Faucher haut s’impose pour pérenniser les prairies. C’est aussi une condition à respecter pour récolter tôt et vite une herbe entre 30 et 35 % de matière sèche.

Comment gagner rapidement de la matière sèche (MS) sur les fauches précoces ? « En fauchant à 7 cm, ni plus, ni moins ! insiste Pierre Vergiat, de la chambre d’agriculture de la Loire (1). Avec le réchauffement climatique, la stratégie de récolte revêt une importance primordiale. « Surtout au printemps, car la première coupe représente 30 à 40 % du rendement annuel d’une prairie », ajoute l’expert.

Bonne repousse

La hauteur de 7 cm favorise la repousse rapide. « Les réserves de la plante ne sont pas entamées, indique Pierre Vergiat. Des études conduites sur l’ensemble de la saison ont montré qu’il était possible de gagner 1 tonne de matière sèche par hectare et par an par rapport à une fauche réalisée à 5 cm. »

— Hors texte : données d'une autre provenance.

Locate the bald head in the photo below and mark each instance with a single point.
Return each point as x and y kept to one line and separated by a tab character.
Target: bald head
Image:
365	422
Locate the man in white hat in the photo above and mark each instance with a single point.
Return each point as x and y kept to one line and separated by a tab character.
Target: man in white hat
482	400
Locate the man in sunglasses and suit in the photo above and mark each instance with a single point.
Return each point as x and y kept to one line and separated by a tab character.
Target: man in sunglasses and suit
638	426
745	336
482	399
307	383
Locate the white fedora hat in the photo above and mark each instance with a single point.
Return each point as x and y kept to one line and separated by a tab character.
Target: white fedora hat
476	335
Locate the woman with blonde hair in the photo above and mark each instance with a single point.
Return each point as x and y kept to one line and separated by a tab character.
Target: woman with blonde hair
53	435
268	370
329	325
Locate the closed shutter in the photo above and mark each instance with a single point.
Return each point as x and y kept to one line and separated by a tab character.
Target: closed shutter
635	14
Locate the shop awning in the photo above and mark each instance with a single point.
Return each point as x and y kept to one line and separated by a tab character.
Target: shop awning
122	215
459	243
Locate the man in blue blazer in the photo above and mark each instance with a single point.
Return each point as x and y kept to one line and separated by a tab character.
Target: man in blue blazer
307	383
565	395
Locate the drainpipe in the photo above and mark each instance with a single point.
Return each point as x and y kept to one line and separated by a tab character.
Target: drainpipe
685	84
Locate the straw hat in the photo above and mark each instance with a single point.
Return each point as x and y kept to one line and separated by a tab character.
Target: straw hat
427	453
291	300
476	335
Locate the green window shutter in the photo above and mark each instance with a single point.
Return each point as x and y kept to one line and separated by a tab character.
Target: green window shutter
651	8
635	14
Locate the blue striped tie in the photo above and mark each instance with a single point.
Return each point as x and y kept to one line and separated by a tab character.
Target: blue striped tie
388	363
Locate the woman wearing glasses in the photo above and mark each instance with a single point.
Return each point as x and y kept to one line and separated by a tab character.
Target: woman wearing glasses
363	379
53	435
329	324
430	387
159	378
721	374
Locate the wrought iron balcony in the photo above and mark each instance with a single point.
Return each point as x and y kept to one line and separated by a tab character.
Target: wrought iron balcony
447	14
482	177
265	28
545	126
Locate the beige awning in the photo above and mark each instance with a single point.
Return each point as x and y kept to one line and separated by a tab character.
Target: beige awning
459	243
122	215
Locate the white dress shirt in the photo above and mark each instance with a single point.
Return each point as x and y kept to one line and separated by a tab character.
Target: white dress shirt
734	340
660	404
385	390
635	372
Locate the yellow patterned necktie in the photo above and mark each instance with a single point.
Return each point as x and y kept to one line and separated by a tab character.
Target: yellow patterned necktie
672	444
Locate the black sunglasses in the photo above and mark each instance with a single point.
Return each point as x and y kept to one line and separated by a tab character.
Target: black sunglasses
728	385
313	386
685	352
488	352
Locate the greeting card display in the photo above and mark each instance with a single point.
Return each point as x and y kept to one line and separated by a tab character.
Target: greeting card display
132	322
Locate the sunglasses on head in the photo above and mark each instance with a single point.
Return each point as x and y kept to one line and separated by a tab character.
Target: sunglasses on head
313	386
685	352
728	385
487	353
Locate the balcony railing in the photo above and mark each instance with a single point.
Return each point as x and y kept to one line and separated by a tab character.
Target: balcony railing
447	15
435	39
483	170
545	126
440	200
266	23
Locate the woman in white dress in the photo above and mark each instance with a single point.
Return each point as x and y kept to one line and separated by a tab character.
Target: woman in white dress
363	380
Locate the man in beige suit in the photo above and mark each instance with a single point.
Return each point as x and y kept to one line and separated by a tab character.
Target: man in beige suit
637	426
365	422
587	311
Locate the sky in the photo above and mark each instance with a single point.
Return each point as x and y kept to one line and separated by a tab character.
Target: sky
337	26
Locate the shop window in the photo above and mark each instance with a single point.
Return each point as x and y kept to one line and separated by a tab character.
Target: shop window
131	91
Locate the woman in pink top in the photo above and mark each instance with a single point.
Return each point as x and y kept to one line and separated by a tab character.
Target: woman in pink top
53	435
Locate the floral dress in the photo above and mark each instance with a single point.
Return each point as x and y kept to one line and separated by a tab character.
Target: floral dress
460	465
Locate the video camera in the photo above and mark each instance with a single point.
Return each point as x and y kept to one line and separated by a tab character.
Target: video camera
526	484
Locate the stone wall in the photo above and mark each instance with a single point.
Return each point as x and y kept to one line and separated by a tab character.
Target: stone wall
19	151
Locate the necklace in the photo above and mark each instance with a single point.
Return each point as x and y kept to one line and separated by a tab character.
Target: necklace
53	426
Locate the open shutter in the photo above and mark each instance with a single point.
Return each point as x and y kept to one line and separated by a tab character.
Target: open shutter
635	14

Avec une fauche haute, la qualité du fourrage récolté est également meilleure. La partie de la plante la plus proche du sol a une moins bonne valeur alimentaire. « Les fourrages fauchés entre 6 et 8 cm affichent une teneur en matières azotées totales (MAT) supérieure de 1 point par rapport à ceux coupés entre 3 et 4 cm », souligne-t-il. À l’exception des parcelles de ray-grass italien qui seront retournées pour implanter du maïs, il n’est pas intéressant d’aller chercher des stocks au plus ras.

Pour un gain de 250 kg de MS/cm/ha récolté, les inconvénients sont lourds de conséquences. En plus de dégrader la pérennité de la prairie, il n’est pas rare de « ramasser » de la terre, ce qui risque d’induire des problèmes de butyriques en élevage laitier. « La fauche haute est par ailleurs favorable à un ressuyage plus rapide du fourrage », ajoute Pierre Vergiat. L’herbe coupée repose sur une sorte de coussin d’air.

Vérifier les réglages

« À récolter trop ras, l’exploitant s’expose à un risque de salissement accru de la prairie », souligne-t-il. Des espèces peu intéressantes telles que le pissenlit, le rumex ou le chiendent peuvent apparaître. Ce phénomène s’accentue en cas de sécheresse.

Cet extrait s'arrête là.